Contraception use among African women, girls up by 66 percent since 2012
JOHANNESBURG - The use of contraceptives has significantly improved in Africa, with the number of users of modern methods growing by 66 percent to over 66 million women and girls since 2012, a global report showed on Tuesday.
In East and southern Africa, the number of modern contraceptive users grew by 70 percent in the eight years to July 2020, according to the new figures released by Family Planning 2020, a global partnership that supports the reproductive rights of women and girls.
The annual report shows that 320 million women and girls are now using modern contraception in 69 low-income countries. More than 121 million unintended pregnancies, 21 million unsafe abortions and 125,000 maternal deaths were prevented in the last year alone.
“Providing access to family planning for every woman and girl is critical, no matter where she lives,” FP2020 said in a statement accompanying the report.
“The growing use of contraceptive methods has resulted in not only improvements in health-related outcomes such as reduced maternal mortality and infant mortality, but also improvements in schooling and economic outcomes for women and girls - who are crucial for social and economic progress.”
Despite the threat of Covid-19, the family planning community has broken through barriers to transform the lives of women and girls in the world’s poorest countries through improved means and access to contraceptives, it said.
Big challenges however still remain, with millions of women and girls still denied the right to choose their own future, said FP2020 executive director Beth Schlachter.

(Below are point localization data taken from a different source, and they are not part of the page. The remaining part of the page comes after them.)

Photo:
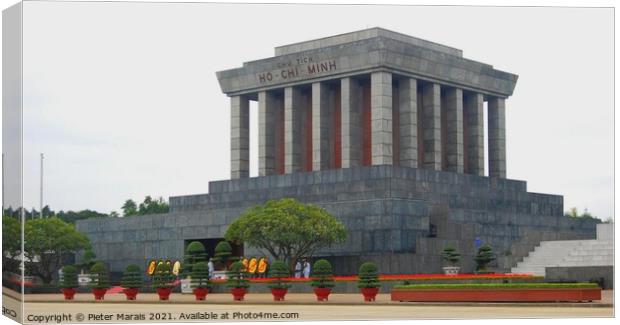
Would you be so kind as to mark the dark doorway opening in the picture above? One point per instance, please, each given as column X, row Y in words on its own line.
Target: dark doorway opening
column 210, row 243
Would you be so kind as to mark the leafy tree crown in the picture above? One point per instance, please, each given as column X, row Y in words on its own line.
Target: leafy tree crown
column 322, row 276
column 286, row 229
column 368, row 276
column 100, row 278
column 200, row 275
column 132, row 277
column 69, row 277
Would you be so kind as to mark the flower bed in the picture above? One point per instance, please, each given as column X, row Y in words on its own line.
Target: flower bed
column 497, row 292
column 420, row 277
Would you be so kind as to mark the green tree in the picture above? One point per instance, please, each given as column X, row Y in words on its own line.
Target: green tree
column 130, row 208
column 48, row 241
column 287, row 229
column 11, row 244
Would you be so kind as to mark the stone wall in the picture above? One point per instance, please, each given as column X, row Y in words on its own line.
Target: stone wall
column 387, row 210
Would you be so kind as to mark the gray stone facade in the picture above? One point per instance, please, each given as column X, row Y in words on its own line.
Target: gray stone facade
column 383, row 130
column 387, row 210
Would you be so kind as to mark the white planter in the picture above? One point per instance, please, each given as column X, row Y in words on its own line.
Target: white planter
column 451, row 270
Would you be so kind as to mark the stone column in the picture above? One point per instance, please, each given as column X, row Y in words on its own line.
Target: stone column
column 381, row 117
column 474, row 120
column 266, row 134
column 320, row 126
column 454, row 130
column 431, row 106
column 351, row 105
column 292, row 130
column 497, row 137
column 239, row 137
column 408, row 110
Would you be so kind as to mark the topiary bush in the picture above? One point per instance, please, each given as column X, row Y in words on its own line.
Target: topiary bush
column 237, row 276
column 163, row 277
column 322, row 274
column 451, row 256
column 132, row 277
column 99, row 276
column 368, row 276
column 194, row 253
column 69, row 277
column 200, row 276
column 279, row 270
column 483, row 258
column 223, row 253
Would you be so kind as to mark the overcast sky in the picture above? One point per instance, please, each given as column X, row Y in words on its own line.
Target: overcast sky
column 123, row 100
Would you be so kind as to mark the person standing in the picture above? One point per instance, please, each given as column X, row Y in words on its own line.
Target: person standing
column 298, row 269
column 211, row 268
column 306, row 269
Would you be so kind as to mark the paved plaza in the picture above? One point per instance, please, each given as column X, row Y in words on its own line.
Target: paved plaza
column 259, row 306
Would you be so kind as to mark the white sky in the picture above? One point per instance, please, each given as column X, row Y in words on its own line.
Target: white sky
column 122, row 97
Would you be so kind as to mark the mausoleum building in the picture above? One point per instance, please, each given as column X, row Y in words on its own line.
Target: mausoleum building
column 385, row 131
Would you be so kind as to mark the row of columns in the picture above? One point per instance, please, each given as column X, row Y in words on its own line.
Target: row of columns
column 350, row 123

“As we look ahead to 2030, we must continue to push for progress, build on what works well, and ensure we leave no woman or girl behind,” she said.
In 13 African countries, namely Benin, Burkina Faso, Chad, Côte d’Ivoire, Democratic Republic of Congo, Guinea, Mali, Mauritania, Mozambique, Niger, Senegal, Sierra Leone and Somalia, the number of modern contraceptive users has doubled over the last eight years.
Globally, bilateral family planning funding from donor governments totalled US$1.5 billion in 2019, on par with 2018 disbursements.
The FP2020 report said partners and countries around the world had responded rapidly to the Covid-19 pandemic and the threat it posed to decades of women’s progress.
FP2020 works with governments, civil society, multilateral organisations, donors, the private sector and the research and development community to enable millions more women to use contraceptives.
The outcome of a 2012 summit in London on family planning, the initiative aims to ensure universal access to sexual and reproductive health services and rights by 2030, as laid out in the United Nations sustainable development goals.